A proposal to add a $134 million conference center at Harrah's Resort Atlantic City could result in further development in the Marina District, Caesars Eastern Division President Don Marrandino said Wednesday.
Caesars Entertainment's plans to construct the hall on the southwest corner of its property became public last month after the company turned to the Casino Reinvestment Development Authority for $45 million to finance the significant expansion project.
On Wednesday, Caesars officials gave nearly the same presentation during a sparsely attended public hearing on the project, necessary before the CRDA can vote on appropriating any funding.
"If we're honest, (Atlantic City is) really not a player in the corporate meetings business," said Kevin Ortzman, senior vice president and general manager of Bally's and Showboat, properties also owned by Caesars. "We have the opportunity to change that."
Following the brief hearing, Marrandino described the center as 200,000 square feet over two floors, 100,000 square feet of which would be conference space. The rest would include space for offices, storage and connecting hallways to the rest of the Harrah's property.
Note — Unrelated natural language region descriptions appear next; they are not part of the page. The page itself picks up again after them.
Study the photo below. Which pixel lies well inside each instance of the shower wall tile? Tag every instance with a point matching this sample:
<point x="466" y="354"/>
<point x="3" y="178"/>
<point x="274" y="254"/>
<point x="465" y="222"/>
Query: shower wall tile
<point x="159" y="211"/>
Looking at an aerial depiction of the center, Marrandino said he hopes the project, if approved, could spur development on the vacant 72-acre parcel sandwiched between Harrah's and Borgata Hotel Casino & Spa.
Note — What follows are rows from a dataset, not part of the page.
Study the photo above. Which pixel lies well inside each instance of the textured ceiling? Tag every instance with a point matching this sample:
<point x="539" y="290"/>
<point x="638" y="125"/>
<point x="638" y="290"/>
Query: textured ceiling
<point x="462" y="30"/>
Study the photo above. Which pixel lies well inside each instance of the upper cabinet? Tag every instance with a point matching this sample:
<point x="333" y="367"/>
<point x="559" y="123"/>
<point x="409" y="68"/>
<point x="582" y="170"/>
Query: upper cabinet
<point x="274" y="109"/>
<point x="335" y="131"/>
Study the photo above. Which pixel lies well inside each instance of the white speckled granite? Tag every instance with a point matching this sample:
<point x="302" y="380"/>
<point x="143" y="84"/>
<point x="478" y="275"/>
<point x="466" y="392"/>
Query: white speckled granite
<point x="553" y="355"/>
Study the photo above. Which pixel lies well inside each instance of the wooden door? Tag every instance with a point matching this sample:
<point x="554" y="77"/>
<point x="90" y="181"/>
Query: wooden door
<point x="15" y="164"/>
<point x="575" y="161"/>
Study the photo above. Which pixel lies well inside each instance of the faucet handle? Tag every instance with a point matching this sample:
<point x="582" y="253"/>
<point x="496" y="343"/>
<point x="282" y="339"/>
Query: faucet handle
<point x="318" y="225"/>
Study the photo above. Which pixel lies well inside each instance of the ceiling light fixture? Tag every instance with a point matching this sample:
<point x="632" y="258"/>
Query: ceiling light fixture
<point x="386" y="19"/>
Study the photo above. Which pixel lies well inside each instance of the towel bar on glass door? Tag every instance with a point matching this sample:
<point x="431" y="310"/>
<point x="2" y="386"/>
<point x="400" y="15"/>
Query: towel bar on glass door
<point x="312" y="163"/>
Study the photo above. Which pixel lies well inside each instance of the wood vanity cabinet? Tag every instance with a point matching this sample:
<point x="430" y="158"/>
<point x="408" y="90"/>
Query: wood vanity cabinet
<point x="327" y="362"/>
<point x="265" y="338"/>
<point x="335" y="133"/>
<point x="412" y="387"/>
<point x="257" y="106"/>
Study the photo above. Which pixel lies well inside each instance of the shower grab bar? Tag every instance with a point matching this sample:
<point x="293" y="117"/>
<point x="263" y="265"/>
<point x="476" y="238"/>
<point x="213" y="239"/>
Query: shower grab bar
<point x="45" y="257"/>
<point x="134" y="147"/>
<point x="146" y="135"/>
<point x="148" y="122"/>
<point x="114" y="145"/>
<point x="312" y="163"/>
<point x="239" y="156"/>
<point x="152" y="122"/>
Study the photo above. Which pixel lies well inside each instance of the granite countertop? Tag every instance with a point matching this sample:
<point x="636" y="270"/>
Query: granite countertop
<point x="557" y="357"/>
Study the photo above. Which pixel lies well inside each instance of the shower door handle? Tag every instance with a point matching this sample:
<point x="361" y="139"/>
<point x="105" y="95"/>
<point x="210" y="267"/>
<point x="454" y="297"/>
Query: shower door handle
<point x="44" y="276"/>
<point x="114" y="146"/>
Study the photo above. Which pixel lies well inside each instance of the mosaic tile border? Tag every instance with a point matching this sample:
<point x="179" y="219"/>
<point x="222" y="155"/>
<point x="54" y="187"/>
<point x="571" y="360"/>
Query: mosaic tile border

At one point, MGM Resorts International had plans to build a $5 billion MGM Grand casino on the property, but those plans were scrapped in 2008. MGM has since decided to divest of all of its Atlantic City property after the New Jersey Division of Gaming Enforcement objected to the company's partnership in a Macau casino with Hong Kong businesswoman Pansy Ho.
MGM spokeswoman Yvette Monet confirmed that the company has no plans to invest any further in Atlantic City. That would leave future development in the hands of any potential buyers.
"Right now, it's literally wasted space," Marrandino said. "With the conference center maybe that could change."
When plans for the center were first publicly unveiled last month, they were met by skepticism from CRDA board members who questioned whether the proposal for the center would only cannibalize Atlantic City's meetings market, impacting the Atlantic City Convention Center in particular.
Caesars officials said their conference center would cater to corporate meetings and special events, rather than the trade shows and large-scale conferences that the Convention Center currently attracts. The CRDA is leading a study, funded by Caesars and set to be completed within a month, that will analyze the potential impact of Harrah's proposal on the Convention Center.
"If I can oversimplify this, (the Convention Center) is a steel cement facility for trade groups that brings buyers and sellers together," Ortzman said, noting that by comparison Harrah's center would target corporate business meetings and special events that aren't currently drawn to Atlantic City. "This actually introduces a new segment of business to Atlantic City."
The Convention Center as well as concert and sports venue Boardwalk Hall are operated by the Atlantic City Convention & Visitors Authority. ACCVA President Jeff Vasser said he supports the proposal and noted that many of Atlantic City's casino hotels don't have significant meeting space.
"I think that our market is under-served as far as meeting space goes. We've got a great Convention Center, but we don't have that intermediate-sized facility," Vasser said. "It's just another tool in my tool kit for us to go out and sell. It's another product to differentiate our market."
The CRDA is scheduled to vote on financing for the center at its next meeting Nov. 20, CRDA Deputy Executive Director Susan Ney Thompson said.
If approved, Caesars hopes to break ground on the project in January and see the facility open by July 2014. The center would generate about 340 construction jobs and between 60 and 140 permanent jobs.